É a história de uma família violentada por forças externas e irresistíveis, e não há nada mais universal do que isso, pois, apesar de ser de classe média alta, é representativa de muitas famílias que passaram o mesmo durante os 21 anos de Ditadura Militar. Walter alimenta a família Paiva em um quarto inicial solar, praiano, musical e com a presença de amigos: Eunice não é a protagonista até então, papel dado ao expansivo e bonachão Rubens, com um copo de uísque e cigarro na mão e a capacidade de contagiar com sua alegria e a naturalidade da atuação de Selton Mello os espaços onde está. São instantes que ficam registrados na cabeça de um espectador, ora por lembranças individuais (eu não pude evitar não pensar na minha família antes da morte de meu pai, quando tinha 5 anos), ora pela ciência da iminência de uma tempestade, fazendo com que desejemos que esses momentos durem até mais do que o tempo concreto.
É onde está a força de Ainda Estou Aqui: o desejo de reconstruir aqueles momentos que ficam inscritos no passado e que jamais podem ser mais do que memórias de quando a vida parecia mais fácil. O ato de fechar as cortinas é o ato que encerra o nosso contato com aquela existência idílica: onde havia música, há silêncio; a trilha sonora e musical é invocada apenas em momentos pontualíssimos. Onde havia sol e praia, há só sombra e a “tempestade”. Não é uma divisão justa, penso comigo, que passemos menos tempo na ausência do que na presença, mas a Ditadura Militar certamente não era justa. Um bom exemplo para compreendermos a sobriedade da direção e das interpretações está na cena da despedida, da rapto de Rubens Paiva: no lugar de “pintar” dramaticamente essa sequência, Walter Salles a imagina como um ato protocolar, cujas consequências trágicas jamais seriam conhecidas naquele momento. Os personagens não sabem que estão despedindo-se para sempre, mas os atores, sim! E a encenação nunca vacila para atender um desejo inerente do espectador por drama. Tudo é feito corriqueiramente e não acintosamente.
É a mesma abordagem dos agentes da repressão. Em vez de estereotipá-los, ao menos, torná-los convencionais, o roteiro de Murilo Hauser e Heitor Lorega imagina-os como pessoas normais, realizando ações anormais para um Estado monstruoso. Embora não haja como negar que a presença deles na residência dos Paiva provoque apreensão, os agentes procuram dissuadir isso ao máximo, conservando o tom de voz, bisbilhotando pessoas e objetos de um jeito organizado, e até no quartel militar do DOI-CODI, onde Eunice e a filha foram mantidas, há quem ouse discordar dos métodos adotados. Não é um retrato óbvio da repressão (e ainda bem que haja filmes menos maniqueístas sobre esse tema), e Walter Salles não perde a oportunidade de apontar o dedo (digo a câmera) ao responsável pela Ditadura Militar naquele momento, no interior de uma instituição bancária, o que é irônico para dizer o mínimo.

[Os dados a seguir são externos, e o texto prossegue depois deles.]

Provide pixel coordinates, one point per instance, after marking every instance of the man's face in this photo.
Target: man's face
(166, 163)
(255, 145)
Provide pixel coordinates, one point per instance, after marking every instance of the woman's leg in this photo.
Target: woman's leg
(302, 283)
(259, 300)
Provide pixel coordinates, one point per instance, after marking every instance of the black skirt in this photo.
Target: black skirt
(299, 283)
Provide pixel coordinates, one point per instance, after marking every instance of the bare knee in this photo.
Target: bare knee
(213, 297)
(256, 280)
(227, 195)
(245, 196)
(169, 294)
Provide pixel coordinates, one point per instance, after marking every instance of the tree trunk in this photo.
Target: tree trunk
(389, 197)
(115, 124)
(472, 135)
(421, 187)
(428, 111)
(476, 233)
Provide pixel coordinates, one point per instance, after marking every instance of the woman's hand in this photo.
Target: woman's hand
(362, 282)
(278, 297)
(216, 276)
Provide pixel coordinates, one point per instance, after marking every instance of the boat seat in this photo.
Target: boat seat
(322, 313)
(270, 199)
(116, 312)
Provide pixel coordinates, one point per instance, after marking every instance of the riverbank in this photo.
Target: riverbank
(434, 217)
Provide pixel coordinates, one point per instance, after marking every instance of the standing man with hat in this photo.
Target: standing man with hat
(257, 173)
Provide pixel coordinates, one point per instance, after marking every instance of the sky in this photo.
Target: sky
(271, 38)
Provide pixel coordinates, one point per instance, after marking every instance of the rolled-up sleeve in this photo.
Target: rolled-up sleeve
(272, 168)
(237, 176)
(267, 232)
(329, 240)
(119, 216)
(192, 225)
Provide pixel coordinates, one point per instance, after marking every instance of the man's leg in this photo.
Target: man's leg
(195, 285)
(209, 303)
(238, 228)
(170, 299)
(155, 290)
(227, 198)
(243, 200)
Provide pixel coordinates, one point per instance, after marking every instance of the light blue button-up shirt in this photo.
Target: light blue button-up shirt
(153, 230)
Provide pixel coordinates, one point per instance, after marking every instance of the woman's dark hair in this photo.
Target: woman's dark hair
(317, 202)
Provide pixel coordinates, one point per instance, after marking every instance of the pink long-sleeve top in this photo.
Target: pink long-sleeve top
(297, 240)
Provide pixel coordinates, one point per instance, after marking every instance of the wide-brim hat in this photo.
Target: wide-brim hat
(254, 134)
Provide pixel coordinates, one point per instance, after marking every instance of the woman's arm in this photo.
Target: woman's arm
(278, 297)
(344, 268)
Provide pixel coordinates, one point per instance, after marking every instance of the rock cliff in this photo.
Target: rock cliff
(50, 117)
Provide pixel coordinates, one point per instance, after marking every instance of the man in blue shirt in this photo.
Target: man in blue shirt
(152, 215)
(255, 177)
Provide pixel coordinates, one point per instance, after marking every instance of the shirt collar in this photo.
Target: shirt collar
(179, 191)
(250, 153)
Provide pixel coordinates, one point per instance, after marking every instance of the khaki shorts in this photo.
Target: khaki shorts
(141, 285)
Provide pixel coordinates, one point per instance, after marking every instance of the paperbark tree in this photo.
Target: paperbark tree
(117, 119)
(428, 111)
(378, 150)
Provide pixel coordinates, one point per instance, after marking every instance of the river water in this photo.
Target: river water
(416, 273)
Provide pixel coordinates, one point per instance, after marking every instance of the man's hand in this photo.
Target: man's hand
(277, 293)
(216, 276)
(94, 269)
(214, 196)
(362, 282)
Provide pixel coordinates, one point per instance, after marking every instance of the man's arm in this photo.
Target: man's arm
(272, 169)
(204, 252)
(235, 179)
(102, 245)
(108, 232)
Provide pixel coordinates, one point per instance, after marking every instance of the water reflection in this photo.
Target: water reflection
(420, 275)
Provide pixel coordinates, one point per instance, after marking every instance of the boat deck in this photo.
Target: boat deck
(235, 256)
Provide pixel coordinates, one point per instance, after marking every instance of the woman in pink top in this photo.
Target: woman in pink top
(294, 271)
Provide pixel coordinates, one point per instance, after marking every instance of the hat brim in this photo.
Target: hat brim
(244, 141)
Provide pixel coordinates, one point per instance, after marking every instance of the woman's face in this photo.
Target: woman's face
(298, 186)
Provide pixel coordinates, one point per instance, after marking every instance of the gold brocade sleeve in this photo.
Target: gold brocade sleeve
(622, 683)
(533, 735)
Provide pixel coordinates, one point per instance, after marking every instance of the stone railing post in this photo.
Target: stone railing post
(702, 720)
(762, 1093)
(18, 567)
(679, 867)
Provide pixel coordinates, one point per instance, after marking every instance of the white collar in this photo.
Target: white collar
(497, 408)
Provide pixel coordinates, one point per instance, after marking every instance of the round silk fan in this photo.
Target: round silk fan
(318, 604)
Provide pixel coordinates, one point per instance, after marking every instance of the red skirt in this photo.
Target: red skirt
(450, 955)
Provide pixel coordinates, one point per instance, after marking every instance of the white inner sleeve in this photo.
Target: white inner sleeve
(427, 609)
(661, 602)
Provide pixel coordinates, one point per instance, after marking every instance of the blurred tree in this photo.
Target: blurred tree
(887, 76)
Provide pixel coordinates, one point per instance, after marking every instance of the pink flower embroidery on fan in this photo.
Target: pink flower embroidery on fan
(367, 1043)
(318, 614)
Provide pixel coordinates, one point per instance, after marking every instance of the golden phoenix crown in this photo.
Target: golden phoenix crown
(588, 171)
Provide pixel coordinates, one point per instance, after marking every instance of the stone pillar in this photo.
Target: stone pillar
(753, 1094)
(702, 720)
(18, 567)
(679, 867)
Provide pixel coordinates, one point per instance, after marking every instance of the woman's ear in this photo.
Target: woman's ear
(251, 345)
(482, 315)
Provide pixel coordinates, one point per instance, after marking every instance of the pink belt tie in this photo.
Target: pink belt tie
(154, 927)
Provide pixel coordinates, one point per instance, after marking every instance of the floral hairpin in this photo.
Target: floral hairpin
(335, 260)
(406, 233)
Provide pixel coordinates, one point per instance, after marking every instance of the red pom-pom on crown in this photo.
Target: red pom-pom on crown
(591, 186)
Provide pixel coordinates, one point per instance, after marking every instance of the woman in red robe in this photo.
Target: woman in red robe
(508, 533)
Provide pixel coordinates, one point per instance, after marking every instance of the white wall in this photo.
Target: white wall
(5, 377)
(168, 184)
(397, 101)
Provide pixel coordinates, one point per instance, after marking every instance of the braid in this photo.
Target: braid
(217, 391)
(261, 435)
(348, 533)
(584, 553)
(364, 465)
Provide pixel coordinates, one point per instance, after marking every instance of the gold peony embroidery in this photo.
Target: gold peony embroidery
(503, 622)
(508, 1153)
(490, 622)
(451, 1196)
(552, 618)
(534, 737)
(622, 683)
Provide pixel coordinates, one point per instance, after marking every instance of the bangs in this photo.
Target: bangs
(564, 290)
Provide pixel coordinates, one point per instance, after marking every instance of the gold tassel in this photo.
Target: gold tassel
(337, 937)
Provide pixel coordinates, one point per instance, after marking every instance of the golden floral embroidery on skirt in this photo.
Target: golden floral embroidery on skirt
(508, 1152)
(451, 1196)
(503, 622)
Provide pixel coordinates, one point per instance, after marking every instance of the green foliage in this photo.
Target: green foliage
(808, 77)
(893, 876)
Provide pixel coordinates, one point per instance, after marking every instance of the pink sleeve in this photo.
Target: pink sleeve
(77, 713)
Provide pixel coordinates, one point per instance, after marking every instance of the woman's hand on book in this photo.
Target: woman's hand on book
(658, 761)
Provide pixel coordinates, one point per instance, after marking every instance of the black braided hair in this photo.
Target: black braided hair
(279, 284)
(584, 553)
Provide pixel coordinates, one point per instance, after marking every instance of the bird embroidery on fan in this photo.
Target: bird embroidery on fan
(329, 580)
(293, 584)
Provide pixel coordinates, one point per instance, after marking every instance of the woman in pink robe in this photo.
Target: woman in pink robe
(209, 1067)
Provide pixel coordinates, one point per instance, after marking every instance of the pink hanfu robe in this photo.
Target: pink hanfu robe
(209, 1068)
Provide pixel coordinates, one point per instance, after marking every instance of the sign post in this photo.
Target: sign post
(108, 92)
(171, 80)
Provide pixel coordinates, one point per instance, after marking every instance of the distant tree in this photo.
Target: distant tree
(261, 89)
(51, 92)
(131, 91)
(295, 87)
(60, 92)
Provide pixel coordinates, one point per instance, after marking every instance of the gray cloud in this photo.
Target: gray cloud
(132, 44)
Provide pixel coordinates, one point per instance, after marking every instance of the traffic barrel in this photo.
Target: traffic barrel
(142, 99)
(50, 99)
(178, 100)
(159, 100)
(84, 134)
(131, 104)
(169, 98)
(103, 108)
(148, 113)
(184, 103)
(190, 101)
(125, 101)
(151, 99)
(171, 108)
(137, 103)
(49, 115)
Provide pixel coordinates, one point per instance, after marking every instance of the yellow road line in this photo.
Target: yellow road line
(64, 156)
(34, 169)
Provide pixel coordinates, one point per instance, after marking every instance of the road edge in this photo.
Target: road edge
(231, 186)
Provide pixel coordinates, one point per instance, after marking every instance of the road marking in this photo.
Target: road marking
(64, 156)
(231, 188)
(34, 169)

Operando a partir da linguagem de contenção, uma das possíveis durante a repressão, Ainda Estou Aqui expressa-se contida e secretamente. Rubens blindou integralmente a família de suas ações humanitárias, e isso é reproduzindo deixando-nos na ‘escuridão’, apenas desconfiando das ligações tarde da noite ou dos momentos em que o patriarca trancava-se no escritório. A ideia do segredo para proteger o outro é herdada, digamos assim, por Eunice, que evita que os filhos (os mais caçulas, principalmente) entrem em contato com a tragédia. E a atuação de Fernanda Torres é uma coroação do esforço da direção: a princípio, Fernanda é a esposa que está nos bastidores, cuidando para que a rotina da família seja respeitada. Ela não é uma antítese de Selton Mello, embora seja inegável que ele atraía mais o olhar pela sua personalidade. Depois do rapto, Fernanda transforma-se em uma represa praticamente intransponível. Ela sofre, mas por entre a rachadura que não vemos, ou se vemos, é só uma lágrima tímida incontrolável. É bom ver forças assim, forças que emanam de dentro e que mal sabíamos que tínhamos.
Rubens não lerá isso, mas eu também tenho uma Eunice, uma Arlete, que manteve e, a despeito da idade avançada, até hoje conserva a integridade de uma família de 4 filhos, depois da morte de seu marido (curiosamente, um engenheiro civil também). Não foi a Ditadura Militar, mas o coração que parou no momento que deveria ter batido, apesar de a consequência da violência ser a mesma: a fragmentação familiar. Ainda Estou Aqui mexe conosco facilmente porque é universal, porque é feito por artistas que respeitam o sentir e a memória daquela família e, ao fazê-lo, a memória de um Brasil que jamais devemos esquecer.
Os Malditos (The Damned)
O vencedor do prêmio de Melhor Direção da mostra Um Certo Olhar no Festival de Cannes deste ano, Os Malditos é conceitualmente muito interessante na tentativa de capturar um instante de tempo específico estadunidense, em meados do século XIX, durante a Guerra Civil, a partir do ponto de vista e da rotina de uma companhia do exército no país. Nós os assistimos conversando sobre a guerra, jogando beisebol e pôquer, limpando com diligência armas de fogo, escovando os pelos dos cavalos, ou vigiando a planície onde montaram as suas barracas durante o inverno que promete ser rigoroso. Muito acontece e é revelado com maturidade pela narrativa de Roberto Minervini, a partir de diálogos expressivos de crenças e entendimentos por aqueles homens, apesar de ser impossível ignorar o peso do tempo, na narrativa cujo tédio é um elemento estético - um elemento massacrante.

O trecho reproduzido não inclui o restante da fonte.